Review: 4 Men Only

Photo: Wayne Bund
4 Men Only, a showcase of four solos by four male choreographers at Conduit, began as a phone call from the New York dancer Bob Eisen. He was coming through town and wanted to perform; was anything happening? So was born a rough but rewarding night of dance that is perhaps better thought of as a workshop bringing together four choreographers who share more than just their gender.
The first half of the night—featuring first Gregg Bielemeier, a long-time Portland dancer and a founder of Conduit, followed by Eisen, a similarly prominent Chicago and now New York dancer and co-founder of the performance/workspace Links Hall Studio—was the rougher half. Both men’s performances dealt with their advancing age. Bielemeier paid a tongue-in-cheek, old queen tribute to Joni Mitchell before transitioning into a somewhat confounding, lip-synching, drag performance to the rebellious teen metal of Khz’s “Let It Go,” which embodied all the awkwardness of watching your gay uncle do drag at a family reunion. Eisen went through a somewhat traditional contemporary dance to a Lou Reed/Metallica collaboration, but roughed up the edges, like holding a deep lunge until his body shook. The whole time his gaunt face contorted gruesomely to the song with the expressiveness of a claymation parody of an old man.
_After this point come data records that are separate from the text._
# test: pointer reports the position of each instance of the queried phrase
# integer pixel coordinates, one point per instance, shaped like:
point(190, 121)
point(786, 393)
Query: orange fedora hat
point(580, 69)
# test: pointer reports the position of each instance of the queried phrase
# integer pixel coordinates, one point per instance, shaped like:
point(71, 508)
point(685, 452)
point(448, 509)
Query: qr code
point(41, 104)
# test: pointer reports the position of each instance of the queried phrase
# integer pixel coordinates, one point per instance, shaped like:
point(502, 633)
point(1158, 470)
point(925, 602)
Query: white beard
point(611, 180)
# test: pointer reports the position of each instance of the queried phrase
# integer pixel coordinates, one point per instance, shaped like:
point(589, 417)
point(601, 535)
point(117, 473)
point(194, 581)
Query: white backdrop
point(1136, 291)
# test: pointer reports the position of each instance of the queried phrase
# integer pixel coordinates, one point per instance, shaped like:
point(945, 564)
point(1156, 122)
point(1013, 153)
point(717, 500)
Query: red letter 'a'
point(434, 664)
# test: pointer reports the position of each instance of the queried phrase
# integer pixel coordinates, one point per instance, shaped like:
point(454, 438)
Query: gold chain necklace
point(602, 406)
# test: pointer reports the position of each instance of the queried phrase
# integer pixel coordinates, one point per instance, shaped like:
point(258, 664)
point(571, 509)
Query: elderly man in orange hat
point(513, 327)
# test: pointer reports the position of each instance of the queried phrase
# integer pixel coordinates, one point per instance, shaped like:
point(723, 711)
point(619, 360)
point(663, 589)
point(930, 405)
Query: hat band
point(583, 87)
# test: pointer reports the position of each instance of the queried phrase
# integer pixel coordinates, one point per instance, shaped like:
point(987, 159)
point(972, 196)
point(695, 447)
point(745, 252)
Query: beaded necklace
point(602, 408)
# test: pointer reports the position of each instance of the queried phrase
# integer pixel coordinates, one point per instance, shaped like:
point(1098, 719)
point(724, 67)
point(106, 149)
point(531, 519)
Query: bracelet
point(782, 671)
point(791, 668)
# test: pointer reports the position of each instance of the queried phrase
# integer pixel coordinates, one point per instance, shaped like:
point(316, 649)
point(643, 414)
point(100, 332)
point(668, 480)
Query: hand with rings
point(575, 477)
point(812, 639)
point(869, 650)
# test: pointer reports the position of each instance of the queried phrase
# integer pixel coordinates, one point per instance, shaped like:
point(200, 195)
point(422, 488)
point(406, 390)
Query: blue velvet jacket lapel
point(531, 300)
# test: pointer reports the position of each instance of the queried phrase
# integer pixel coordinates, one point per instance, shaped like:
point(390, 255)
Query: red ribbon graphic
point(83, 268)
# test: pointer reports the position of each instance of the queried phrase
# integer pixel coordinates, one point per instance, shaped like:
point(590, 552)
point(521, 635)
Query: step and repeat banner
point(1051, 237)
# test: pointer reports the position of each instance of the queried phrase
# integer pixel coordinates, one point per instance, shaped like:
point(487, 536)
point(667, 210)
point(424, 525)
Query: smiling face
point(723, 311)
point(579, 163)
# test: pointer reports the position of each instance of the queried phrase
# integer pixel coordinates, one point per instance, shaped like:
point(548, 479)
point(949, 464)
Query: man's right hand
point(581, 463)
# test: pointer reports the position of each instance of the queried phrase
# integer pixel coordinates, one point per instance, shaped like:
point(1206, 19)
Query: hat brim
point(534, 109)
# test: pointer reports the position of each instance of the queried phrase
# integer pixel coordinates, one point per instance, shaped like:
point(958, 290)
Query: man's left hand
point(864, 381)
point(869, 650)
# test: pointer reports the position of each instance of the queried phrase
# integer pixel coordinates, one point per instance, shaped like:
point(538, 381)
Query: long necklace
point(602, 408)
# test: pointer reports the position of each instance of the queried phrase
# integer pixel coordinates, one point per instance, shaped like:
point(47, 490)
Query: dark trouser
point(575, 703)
Both spoke to the struggle an aging body poses in a profession dependent on physical vigor and acuity—a rich question, indeed, although both felt rather long and underthought. Ironically, both men also literally had trouble with when and how to exit the stage, though I’m guessing it was more a production kink than a deeper metaphor.
Whereas the first half lingered on age, the second and more successful half probed love. Meshi Chavez, in white pants and a dusting of baby powder, continues to develop as a Butoh performer. His slow, minimalist performance, consisting mostly of minor movements of the arms and face, seemed pulled from him by some grander exterior force that locked our focus just as it coaxed him across the stage. Most captivating was his face, which possessed a certain newborn quality, expressing a deeply existential yet indeterminate intensity that bordered pain, wonder, and intensity—fitting for what was ultimately a love poem titled “Une fleur pour mon amour.”
Then Greg Sax turned the night on its head with an athletic, multimedia performance titled “what is not still…?” that played with the scripts we read during the early stages of a relationship. Diving onto stage, he proceeded to intermix highly physical dance with dialogue that progressed through the stages of flirtation with an offstage interest: “Hi!”, “What kind of music do you like?”, “Is this working for you?”, “I just want you to be happy.” At each stage, the music shifted and he unrolled a narrow screen from the ceiling upon which an image of himself dancing was projected, until the real Sax was dancing with three projected Saxes to a mashup of three Gillian Welch songs—the real Sax in a state of romantic befuddlement, saying, “I think I see you. And I like it. I think.” Though still bumpy, the piece was conceptually and visually rich and has great potential.